There are a number of opportunities to characterize key class toxicities early in the discovery phase to allow early deselection of lead oligonucleotide-based drugs with less favorable safety profiles for systemic and inhaled administration. An overview of early safety screens typically employed to characterize systemically administered oligonucleotide-based drugs, along with an outline of GSK’s R&D strategy to achieve this for inhaled oligonucleotide-based drugs, will be given.

Michaela Sharpe, Drug Safety Research and Development, Pfizer Ltd, Sandwich, UK

Stem cell therapies have the potential to establish a new clinical paradigm for the treatment of inflammatory diseases, and pressures are building to accelerate their development. But with new classes of therapy come new challenges for establishing safety. Although there are three classes of stem cell lines currently being used in the development of stem cell therapies, embryonic stem cell lines, induced pluripotent stem cell lines, and adult stem cell (ASC) lines, it is ASC therapies and in particular mesenchymal stem cell (MSC) therapies that are predominantly being developed and trialed as therapies for inflammatory conditions. MSCs were originally considered for therapy based on their multilineage differentiation capacity, but more recently, the focus has shifted to exploring the ability of MSCs to exert their biological function through tropic mechanisms, and the majority of clinical studies on the utility of stem cell therapies for the treatment of inflammatory conditions have used the immunomodulatory characteristics of MSCs.
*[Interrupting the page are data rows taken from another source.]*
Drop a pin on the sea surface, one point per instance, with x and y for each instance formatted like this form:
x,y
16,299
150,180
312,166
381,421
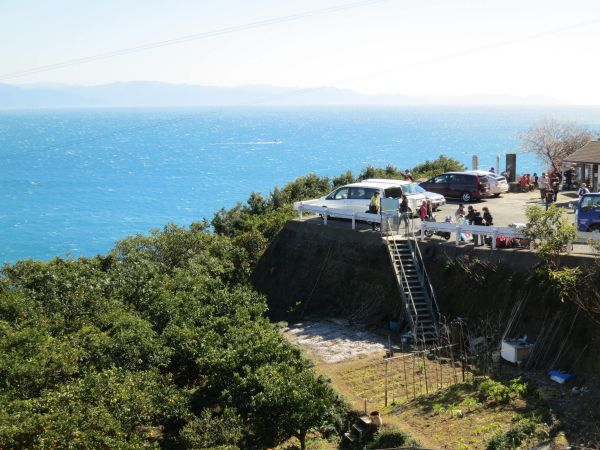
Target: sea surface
x,y
72,182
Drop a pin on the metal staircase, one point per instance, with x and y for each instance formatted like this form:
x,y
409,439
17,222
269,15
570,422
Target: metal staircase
x,y
417,293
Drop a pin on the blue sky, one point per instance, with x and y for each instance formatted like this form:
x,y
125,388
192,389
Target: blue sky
x,y
408,47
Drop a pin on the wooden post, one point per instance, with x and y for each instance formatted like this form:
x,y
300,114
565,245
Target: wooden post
x,y
405,377
385,400
414,384
425,372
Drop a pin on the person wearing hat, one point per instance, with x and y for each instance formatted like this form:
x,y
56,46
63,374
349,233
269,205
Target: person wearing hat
x,y
583,190
375,206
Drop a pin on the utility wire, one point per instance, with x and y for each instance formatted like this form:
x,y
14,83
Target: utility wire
x,y
187,38
297,91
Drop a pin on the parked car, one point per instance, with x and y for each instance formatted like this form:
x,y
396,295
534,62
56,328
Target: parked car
x,y
498,183
357,196
410,189
463,185
588,212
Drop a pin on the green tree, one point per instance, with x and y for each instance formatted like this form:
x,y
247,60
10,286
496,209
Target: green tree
x,y
442,164
549,231
292,402
553,141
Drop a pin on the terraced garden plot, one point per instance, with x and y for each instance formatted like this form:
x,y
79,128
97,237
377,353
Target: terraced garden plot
x,y
408,376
The safety profile of a stem cell therapy depends on many factors, including the type of cell therapy, the differentiation status and proliferation capacity of the cells, the route and/or site of administration, the long-term survival of the product and/or engraftment, the need for repeated administration, the disease to be treated, and the age of the population. Potential risks include tumor formation, unwanted immune responses, and the risk of biodistribution and ectopic engraftment. Overall, stem cell therapies represent a great hope for many diseases, but a thorough evaluation of the potential risks is essential before wider clinical application.